Hmm, seems a bit steep for me  And it dosn't even have the thumb holes.  But that put the $90 for a current large print edition into perspective.


----------



## Bill Gruby (Sep 4, 2015)

To a collector that is not a steep price. None of the early editions had thumb holes, they started with Edition #6. Also there was information in this Edition that is no longer in the latest Edition #29. If you think that is high, you don't want to know what I paid for one in immaculate condition without the box. None of us can put a price on another persons happiness.

"Billy G"


----------



## Andre (Sep 4, 2015)

I thought my 11th edition was old, but that one is in great shape. I have to wonder how many of them (In boxes) are left.


----------



## Bill Gruby (Sep 4, 2015)

In boxes  I've only see 2 Andre. The 11th that you have is the most popular edition. There are a whole lot of them. My #1 is in the original box. It's in much better shape than the one on the bay now. I need only #3, #4 and #8 and I have all 29 Editions. 2016 should bring #30 on board.

 "Billy G"


----------



## 4GSR (Sep 4, 2015)

I have an original fifth edition that is in fair shape that was given to me several years ago.


----------



## Bill Gruby (Sep 5, 2015)

#5  seems to be the bottom line for most owners Ken. It was the first to change from #1.  #1  thru #4 are identical except for Edition numbers and printing dates. A new Edition comes out about every 4 years, #1 thru #5 are Copyright 1914, #6 is Copyright 1914, 1924.

#1 printed - 1914, #2 printed - 1915, #3 printed - 1916, #4 printed - 1917, #5 printed -  1919  and #6 - printed in 1924.            

"Billy G"


----------



## Tony Wells (Sep 5, 2015)

I want to be in your Will, Billy


----------



## Bill Gruby (Sep 5, 2015)

Half my neighborhood does to.


----------



## Billh50 (Sep 5, 2015)

I have an American Machinist's Handbook by Colvin & Stanley second edition dated 1920. It's not in the best of shape but is all there.
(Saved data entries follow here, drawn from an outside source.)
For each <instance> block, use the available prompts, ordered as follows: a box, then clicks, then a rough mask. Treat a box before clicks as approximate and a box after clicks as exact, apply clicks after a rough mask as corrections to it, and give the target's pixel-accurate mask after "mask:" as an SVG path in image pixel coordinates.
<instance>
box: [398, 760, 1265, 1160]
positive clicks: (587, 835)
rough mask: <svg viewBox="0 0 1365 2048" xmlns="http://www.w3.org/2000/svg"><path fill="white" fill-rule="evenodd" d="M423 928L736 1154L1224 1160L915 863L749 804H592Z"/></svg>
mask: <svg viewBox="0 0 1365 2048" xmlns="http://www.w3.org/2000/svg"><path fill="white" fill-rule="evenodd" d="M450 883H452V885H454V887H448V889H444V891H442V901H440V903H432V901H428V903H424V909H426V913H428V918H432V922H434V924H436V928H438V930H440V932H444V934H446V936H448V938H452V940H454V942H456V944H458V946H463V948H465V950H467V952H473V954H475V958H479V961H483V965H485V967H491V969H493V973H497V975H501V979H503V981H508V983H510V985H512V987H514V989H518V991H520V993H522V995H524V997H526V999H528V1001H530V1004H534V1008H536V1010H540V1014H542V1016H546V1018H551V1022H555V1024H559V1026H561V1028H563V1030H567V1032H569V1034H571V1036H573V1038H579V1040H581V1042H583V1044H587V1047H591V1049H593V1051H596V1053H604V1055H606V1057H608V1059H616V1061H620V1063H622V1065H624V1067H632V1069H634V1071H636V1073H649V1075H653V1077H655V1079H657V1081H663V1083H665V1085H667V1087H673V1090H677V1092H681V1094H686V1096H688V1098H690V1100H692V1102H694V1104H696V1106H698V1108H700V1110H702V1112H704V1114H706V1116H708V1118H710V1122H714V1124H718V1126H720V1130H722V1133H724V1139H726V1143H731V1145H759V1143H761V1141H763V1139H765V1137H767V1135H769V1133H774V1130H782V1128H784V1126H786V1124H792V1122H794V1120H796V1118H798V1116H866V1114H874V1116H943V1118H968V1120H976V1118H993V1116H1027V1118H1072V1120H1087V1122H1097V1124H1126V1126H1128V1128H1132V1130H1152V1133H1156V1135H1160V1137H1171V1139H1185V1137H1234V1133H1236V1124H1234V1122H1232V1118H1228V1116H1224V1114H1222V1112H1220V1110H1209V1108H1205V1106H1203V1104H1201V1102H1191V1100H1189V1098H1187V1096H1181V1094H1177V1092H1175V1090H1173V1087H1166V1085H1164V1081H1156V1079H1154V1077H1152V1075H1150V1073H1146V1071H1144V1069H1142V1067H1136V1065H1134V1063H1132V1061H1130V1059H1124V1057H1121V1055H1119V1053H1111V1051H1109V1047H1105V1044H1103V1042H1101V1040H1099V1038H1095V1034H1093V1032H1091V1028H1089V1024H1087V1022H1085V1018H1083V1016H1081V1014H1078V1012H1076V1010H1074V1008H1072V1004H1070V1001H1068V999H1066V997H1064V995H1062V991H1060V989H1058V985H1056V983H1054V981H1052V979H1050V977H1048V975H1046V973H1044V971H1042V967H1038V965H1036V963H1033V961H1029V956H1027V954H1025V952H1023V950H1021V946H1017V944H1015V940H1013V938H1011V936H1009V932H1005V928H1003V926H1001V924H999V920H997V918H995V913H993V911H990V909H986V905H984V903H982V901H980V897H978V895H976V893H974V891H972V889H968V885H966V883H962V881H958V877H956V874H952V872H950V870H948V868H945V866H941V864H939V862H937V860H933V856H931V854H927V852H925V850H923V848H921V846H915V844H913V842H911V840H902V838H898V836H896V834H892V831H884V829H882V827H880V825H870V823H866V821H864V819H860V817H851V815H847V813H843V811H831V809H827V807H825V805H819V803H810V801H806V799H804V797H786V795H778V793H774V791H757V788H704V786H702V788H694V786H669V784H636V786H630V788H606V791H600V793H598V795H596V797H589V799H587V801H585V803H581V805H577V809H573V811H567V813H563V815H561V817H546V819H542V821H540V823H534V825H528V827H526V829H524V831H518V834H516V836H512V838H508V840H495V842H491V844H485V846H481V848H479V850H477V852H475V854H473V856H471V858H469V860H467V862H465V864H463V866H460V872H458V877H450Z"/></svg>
Seems someone folded it in half at some point in time. It was in the drawer of an old tool box. It even has the name of the owner and where he worked written inside.


----------



## Bill Gruby (Sep 5, 2015)

Sold at $555.00. Someone has to be PO'd. A sniper took it right out from under him. Bummer.

 "Billy G"


----------



## Bill Gruby (Sep 5, 2015)

Reality time. A full set of Machinerys Handbooks, just the Tool Box Editions, is worth about $8000.00. Add in the Guides, Large print editions and Student editions and you are looking at a $15,000 price tag. How ya like those apples. Keep in mind for these prices all must be in excellent condition. I know of only one collection of this caliber. He estimates his at $25,000.

"Billy G"


----------